Disturbed finds its groove

December 22, 2005|By RASHOD D. OLLISON | RASHOD D. OLLISON,SUN POP MUSIC CRITIC

If Disturbed's latest CD, Ten Thousand Fists, were released as a gatefold LP, then you could better appreciate its cover art. Created by comic artist Greg Capullo and producer-artist Todd McFarlane, the image depicts a sea of people - black, white, old, young, disenfranchised - with fists defiantly upraised. The unity, the individuality captured in the drawing is as striking as the music inside.

"The cover is supposed to symbolize unity from every walk of life. That's what the music is basically about," says drummer Mike Wengren, Disturbed's available spokesman, who's calling from New York City. He and his bandmates - guitarist Don Donegan, vocalist David Draiman and bassist John Moyer - play a sold-out show at Rams Head Live tonight.

When Ten Thousand Fists appeared in September, it entered Billboard's pop album chart at No. 1 with first-week sales of 238,000. It was an impressive showing for the follow-up to Disturbed's last album, 2002's platinum-selling Believe. This time around, the Chicago band resists the heavy-metal tag.

"We don't pigeonhole ourselves in metal," says Wengren, 34. "We think our music is more rhythmic. There's a lot that gets attached to metal - the look, the weird vocals that really don't fit our music."

So what you get is straight-up hard rock: visceral and aggressively rhythmic. The songs on Ten Thousand Fists are powerful but melodic and radio-friendly for the most part. It is perhaps the band's most fluid album. The Sickness, Disturbed's 2000 debut, was strong, if a bit tentative in spots. Believe, the group's sophomore effort, was more ambitious with sweeping choruses.
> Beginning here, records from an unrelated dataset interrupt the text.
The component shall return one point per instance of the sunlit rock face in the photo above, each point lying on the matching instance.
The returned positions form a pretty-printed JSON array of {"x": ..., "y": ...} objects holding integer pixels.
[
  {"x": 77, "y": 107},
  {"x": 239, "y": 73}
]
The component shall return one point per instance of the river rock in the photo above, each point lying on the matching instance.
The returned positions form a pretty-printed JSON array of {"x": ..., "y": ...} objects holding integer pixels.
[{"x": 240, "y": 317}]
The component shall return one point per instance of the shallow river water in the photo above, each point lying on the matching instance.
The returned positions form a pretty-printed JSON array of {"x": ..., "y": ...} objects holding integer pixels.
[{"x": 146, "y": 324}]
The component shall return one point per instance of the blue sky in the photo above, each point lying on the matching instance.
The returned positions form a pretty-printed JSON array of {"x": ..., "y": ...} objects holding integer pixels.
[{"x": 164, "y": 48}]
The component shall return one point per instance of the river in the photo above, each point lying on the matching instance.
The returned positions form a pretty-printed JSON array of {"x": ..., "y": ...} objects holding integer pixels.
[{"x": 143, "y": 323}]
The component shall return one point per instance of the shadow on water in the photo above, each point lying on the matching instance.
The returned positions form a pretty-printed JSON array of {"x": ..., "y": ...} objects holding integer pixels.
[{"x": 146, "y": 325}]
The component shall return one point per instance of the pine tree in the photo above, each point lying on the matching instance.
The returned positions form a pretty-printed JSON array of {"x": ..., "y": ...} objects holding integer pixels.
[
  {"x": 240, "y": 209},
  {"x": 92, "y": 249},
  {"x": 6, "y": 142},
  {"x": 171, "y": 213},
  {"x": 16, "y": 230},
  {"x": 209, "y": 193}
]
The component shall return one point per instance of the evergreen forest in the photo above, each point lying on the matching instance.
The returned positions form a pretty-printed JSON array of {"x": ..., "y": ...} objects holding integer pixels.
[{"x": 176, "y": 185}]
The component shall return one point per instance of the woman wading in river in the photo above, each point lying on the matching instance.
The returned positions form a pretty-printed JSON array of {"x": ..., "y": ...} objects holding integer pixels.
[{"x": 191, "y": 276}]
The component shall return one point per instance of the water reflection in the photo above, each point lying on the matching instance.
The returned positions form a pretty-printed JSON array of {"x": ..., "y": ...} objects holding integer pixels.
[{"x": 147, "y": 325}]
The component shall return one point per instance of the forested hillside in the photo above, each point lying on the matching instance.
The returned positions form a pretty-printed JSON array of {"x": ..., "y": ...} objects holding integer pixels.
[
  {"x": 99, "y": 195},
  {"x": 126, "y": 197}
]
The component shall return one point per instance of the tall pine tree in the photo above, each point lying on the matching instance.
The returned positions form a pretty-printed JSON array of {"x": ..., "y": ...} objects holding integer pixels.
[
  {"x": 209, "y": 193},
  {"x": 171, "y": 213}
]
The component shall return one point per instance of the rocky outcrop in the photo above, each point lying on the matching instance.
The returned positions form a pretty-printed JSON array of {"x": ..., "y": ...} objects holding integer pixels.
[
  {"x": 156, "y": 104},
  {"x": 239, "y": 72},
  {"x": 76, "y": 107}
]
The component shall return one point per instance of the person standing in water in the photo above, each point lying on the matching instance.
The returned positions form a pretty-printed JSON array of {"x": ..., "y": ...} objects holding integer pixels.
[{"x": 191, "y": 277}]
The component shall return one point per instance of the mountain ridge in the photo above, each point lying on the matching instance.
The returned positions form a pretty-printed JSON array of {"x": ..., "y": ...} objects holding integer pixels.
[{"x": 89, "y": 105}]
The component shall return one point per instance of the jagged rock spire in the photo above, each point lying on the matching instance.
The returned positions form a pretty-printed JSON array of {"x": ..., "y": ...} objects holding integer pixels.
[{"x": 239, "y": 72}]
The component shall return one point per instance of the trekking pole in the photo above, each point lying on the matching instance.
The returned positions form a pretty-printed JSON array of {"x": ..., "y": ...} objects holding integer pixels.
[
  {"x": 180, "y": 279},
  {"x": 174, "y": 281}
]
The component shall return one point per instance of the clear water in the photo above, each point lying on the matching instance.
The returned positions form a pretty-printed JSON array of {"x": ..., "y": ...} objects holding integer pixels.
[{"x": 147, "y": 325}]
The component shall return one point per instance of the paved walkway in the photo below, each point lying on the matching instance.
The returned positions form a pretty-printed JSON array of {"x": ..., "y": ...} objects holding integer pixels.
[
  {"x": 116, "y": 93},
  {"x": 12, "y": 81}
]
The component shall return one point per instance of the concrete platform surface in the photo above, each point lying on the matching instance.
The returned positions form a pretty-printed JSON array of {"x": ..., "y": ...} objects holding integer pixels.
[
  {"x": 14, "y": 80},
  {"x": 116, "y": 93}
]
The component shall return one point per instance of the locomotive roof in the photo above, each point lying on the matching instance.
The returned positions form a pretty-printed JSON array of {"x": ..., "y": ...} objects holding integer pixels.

"On the first two records, we were trying to find ourselves," Wengren says. "[On] this record, we combined the two. The first was more aggressive, and the second was more melodic. And we put those elements together on the new record."

During the three-year gap between Believe and Ten Thousand Fists, the band went through some changes. Fuzz, the original bassist, left and Donegan took some time off to marry and start a family.
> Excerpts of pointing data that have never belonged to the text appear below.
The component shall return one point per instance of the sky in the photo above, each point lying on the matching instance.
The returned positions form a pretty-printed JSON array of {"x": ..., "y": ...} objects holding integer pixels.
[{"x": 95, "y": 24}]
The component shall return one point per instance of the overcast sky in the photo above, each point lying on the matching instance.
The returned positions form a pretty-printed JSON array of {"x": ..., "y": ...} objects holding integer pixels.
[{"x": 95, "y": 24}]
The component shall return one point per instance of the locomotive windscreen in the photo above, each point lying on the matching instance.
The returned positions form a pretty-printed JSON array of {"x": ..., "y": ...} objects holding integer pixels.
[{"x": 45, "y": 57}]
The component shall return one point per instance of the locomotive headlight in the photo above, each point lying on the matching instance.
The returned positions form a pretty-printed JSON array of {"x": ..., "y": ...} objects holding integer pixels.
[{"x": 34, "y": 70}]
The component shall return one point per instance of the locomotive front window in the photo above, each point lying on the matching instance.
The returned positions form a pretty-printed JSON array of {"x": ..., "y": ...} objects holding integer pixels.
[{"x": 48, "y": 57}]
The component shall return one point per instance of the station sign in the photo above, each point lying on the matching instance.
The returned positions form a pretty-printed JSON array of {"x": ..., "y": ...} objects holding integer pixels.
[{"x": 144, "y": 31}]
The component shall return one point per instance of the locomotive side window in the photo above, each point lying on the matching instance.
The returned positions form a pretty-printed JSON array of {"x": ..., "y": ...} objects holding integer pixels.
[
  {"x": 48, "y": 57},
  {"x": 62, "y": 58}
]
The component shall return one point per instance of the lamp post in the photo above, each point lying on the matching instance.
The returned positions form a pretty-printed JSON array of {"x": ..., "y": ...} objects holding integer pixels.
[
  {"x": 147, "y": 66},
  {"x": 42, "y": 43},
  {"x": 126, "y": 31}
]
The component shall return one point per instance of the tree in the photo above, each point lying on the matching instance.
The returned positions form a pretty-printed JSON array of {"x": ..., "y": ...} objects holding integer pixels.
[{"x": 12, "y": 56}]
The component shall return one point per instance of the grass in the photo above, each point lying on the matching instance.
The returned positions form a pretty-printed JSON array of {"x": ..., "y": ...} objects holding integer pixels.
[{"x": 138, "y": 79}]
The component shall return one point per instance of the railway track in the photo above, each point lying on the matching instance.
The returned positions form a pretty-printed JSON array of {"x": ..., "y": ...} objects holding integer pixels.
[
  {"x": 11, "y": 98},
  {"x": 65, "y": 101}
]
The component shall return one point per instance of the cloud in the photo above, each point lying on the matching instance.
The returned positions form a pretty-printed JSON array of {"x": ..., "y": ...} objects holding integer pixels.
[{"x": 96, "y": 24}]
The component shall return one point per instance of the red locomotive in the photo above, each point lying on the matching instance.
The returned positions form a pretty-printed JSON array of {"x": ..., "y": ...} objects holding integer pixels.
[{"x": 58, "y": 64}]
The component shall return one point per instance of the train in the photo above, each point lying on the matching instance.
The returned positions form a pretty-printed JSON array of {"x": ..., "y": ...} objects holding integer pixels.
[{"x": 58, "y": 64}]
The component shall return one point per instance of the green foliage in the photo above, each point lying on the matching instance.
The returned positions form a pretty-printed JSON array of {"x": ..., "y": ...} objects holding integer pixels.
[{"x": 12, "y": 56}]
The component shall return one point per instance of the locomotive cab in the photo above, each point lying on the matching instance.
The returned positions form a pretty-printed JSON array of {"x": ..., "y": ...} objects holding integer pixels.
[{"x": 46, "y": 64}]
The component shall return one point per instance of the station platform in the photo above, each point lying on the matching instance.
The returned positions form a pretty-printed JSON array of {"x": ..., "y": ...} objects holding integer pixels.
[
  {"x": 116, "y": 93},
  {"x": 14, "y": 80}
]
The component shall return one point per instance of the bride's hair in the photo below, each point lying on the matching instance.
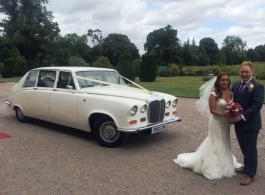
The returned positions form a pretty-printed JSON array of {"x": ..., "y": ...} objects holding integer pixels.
[{"x": 217, "y": 88}]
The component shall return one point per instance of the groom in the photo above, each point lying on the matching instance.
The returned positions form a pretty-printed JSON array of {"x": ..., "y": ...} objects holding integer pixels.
[{"x": 250, "y": 94}]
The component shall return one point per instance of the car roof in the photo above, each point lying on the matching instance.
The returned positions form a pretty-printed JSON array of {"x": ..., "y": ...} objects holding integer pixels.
[{"x": 74, "y": 68}]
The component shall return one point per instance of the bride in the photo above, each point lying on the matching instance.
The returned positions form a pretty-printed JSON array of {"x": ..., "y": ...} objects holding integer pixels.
[{"x": 213, "y": 159}]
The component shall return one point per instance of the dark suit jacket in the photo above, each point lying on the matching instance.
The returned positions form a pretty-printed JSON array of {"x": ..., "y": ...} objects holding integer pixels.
[{"x": 252, "y": 102}]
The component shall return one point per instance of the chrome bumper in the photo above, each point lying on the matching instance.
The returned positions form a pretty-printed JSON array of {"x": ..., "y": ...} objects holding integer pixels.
[
  {"x": 7, "y": 102},
  {"x": 138, "y": 129}
]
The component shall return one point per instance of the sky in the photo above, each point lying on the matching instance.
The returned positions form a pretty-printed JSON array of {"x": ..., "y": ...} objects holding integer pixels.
[{"x": 196, "y": 19}]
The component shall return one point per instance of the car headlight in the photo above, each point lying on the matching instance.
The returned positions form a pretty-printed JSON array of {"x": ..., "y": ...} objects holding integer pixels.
[
  {"x": 175, "y": 102},
  {"x": 143, "y": 109},
  {"x": 168, "y": 104},
  {"x": 133, "y": 110}
]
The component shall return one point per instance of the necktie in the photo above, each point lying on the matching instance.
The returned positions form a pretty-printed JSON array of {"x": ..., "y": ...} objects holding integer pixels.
[{"x": 242, "y": 86}]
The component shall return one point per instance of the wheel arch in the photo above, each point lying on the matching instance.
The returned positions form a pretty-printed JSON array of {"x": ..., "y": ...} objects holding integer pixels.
[{"x": 94, "y": 117}]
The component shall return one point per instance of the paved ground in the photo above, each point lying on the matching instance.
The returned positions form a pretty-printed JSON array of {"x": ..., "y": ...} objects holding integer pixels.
[{"x": 44, "y": 158}]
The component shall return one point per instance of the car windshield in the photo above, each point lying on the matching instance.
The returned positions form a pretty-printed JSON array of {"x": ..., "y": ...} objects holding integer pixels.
[{"x": 105, "y": 76}]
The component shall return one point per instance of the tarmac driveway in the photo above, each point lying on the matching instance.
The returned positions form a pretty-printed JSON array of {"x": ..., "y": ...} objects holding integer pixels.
[{"x": 44, "y": 158}]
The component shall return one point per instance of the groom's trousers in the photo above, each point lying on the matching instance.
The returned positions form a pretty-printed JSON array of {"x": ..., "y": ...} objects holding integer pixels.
[{"x": 248, "y": 144}]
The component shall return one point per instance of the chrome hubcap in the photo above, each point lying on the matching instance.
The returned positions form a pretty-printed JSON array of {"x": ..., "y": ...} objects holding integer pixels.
[{"x": 108, "y": 132}]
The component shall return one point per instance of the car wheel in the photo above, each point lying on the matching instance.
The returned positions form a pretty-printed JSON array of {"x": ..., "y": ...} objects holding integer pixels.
[
  {"x": 20, "y": 116},
  {"x": 106, "y": 133}
]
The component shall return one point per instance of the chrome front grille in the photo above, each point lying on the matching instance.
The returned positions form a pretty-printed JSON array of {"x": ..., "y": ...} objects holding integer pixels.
[{"x": 156, "y": 111}]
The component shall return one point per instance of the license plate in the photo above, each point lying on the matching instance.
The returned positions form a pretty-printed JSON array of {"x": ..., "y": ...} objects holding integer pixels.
[{"x": 158, "y": 128}]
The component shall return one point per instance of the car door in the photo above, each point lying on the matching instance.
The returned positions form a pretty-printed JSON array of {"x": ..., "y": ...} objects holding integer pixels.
[
  {"x": 63, "y": 100},
  {"x": 39, "y": 97}
]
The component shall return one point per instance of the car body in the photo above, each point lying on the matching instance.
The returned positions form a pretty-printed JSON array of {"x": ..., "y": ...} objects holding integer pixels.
[{"x": 91, "y": 99}]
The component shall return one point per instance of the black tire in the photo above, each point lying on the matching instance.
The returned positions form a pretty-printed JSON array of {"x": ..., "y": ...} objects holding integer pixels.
[
  {"x": 20, "y": 116},
  {"x": 106, "y": 133}
]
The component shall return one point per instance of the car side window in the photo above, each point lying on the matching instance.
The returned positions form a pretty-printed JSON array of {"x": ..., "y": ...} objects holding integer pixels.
[
  {"x": 31, "y": 79},
  {"x": 65, "y": 80},
  {"x": 46, "y": 78}
]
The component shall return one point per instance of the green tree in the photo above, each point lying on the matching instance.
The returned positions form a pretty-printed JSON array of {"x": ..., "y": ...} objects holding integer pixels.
[
  {"x": 211, "y": 50},
  {"x": 187, "y": 58},
  {"x": 29, "y": 24},
  {"x": 77, "y": 61},
  {"x": 204, "y": 60},
  {"x": 260, "y": 50},
  {"x": 14, "y": 54},
  {"x": 103, "y": 62},
  {"x": 234, "y": 49},
  {"x": 116, "y": 44},
  {"x": 194, "y": 52},
  {"x": 165, "y": 43},
  {"x": 125, "y": 66},
  {"x": 137, "y": 64},
  {"x": 6, "y": 45},
  {"x": 96, "y": 36},
  {"x": 148, "y": 69}
]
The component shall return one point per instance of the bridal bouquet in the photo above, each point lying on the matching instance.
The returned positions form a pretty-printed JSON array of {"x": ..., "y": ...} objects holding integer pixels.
[{"x": 233, "y": 109}]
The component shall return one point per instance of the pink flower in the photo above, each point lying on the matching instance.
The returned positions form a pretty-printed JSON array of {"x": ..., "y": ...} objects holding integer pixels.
[
  {"x": 250, "y": 86},
  {"x": 233, "y": 109}
]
"We never intended to spend so much time between records," the drummer says, "but things happen. It gave us more time to work on the songs."

The first single, "Stricken," is a rehash of 2000's "Down With Sickness." Elsewhere, the cuts feel like hard-hitting anthems, music meant to unite and drive the kind of crowd depicted on the album cover. The propulsive title track feels as if it belongs on a soundtrack to a movie about a group of teenage misfits. Instrumental solos are noticeably missing on the new album. The guys mostly surrender to the groove.
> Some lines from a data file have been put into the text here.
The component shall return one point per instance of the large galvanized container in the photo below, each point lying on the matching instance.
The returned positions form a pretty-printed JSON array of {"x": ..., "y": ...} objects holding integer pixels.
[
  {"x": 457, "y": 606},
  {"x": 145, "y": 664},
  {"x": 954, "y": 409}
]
"We nitpicked the hell out of everything," Wengren says. "We spent more time nurturing the songs."

About midway through Ten Thousand Fists, the energy dips. Draiman's dark, intense narrating on "Overburdened" feels a little pretentious and overly dramatic. But his monster-like mutterings on the second half of the record never mar the solid musicianship, a hallmark that has distinguished Disturbed from other alternative-metal bands over the past five years or so.

"Our influences are bands like Black Sabbath and Pantera and Metallica," says the ChiTown native. "We try to honor their legacy with our musicianship."

Wengren realizes that his thunderous, metronomic drumming is essential to Disturbed's acclaimed sound. So while on the road, "I limit my party nights," he says. "I treat the job like I'm a professional athlete. I get my sleep. The music kicks my butt every night, but I try to kick it back."